Her unconventional life continues to attract attention. In 2020, Tove — a film about her beginnings — was screened at the Toronto Film Festival. And, next year, actress Glenn Close will star in a film based on The Summer Book, which deals with the relationship between a grandmother and a granddaughter who live apart from the world, in a cabin by the sea. Jansson herself spent large parts of her summers with her mother, Signe Hammarsten-Jansson, whom her children called Ham. She was one of Tove’s great inspirations — she showed her that a woman could do whatever she wanted. With her mother’s support, she worked as an illustrator and became a lover of the outdoors. Together, they went camping, rode horses and learned how to fire guns.
Keeping Jansson’s legacy alive (and faithful to her carefree spirit) is the goal of the company that is run by her family. To achieve this, Laurila highlights, informative initiatives about the different aspects of her work — such as the exhibition presented by The Community — are essential.
“We’re an artistic collective created in 2016. We seek to establish dialogues between different artistic disciplines, such as art, music, painting, architecture, fashion. We don’t want them to be watertight compartments, we seek a multidisciplinary approach,” Laurila explains.
To encourage generational dialogues, the exhibition reveals works by contemporary creators — such as Anne Bourse (France), Ida Ekblad (Norway), Cerith Wyn Evans (Wales) or Emma Kohlmann (New York) — who have been inspired by Tove Jansson’s work.
“For [Jansson], physical and domestic spaces were important. They were part of her work, as were the imaginary spaces she created, such as Moominvalley,” curator Rinne-Kanto emphasizes. She adds that Jansson and Pietilä lived in separate apartments connected by a hallway, which was used to hold exhibitions of the artist’s work. “For Jansson, having her own space — like Virginia Woolf’s room — was necessary,” she says.

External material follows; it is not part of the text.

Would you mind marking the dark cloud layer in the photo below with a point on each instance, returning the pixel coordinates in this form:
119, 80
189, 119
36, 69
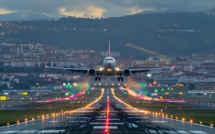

The two women were independent but inseparable. They shared a cabin on an island and traveled the world together, making mixtapes of their favorite songs and street noises. “They collected cassettes — the stacks of tapes reached the ceiling — they danced a lot, they recorded on VHS, they collected everything, there was art everywhere,” Zambra recalls.
Jansson, he claims, discovered “an alternative way of living.” That universe was reflected in her famous Moomins, in her novels and in any paper at her fingertips. “Even on the shopping list, she would make small illustrations,” Zambra smiles. “Her own life was a work of art.”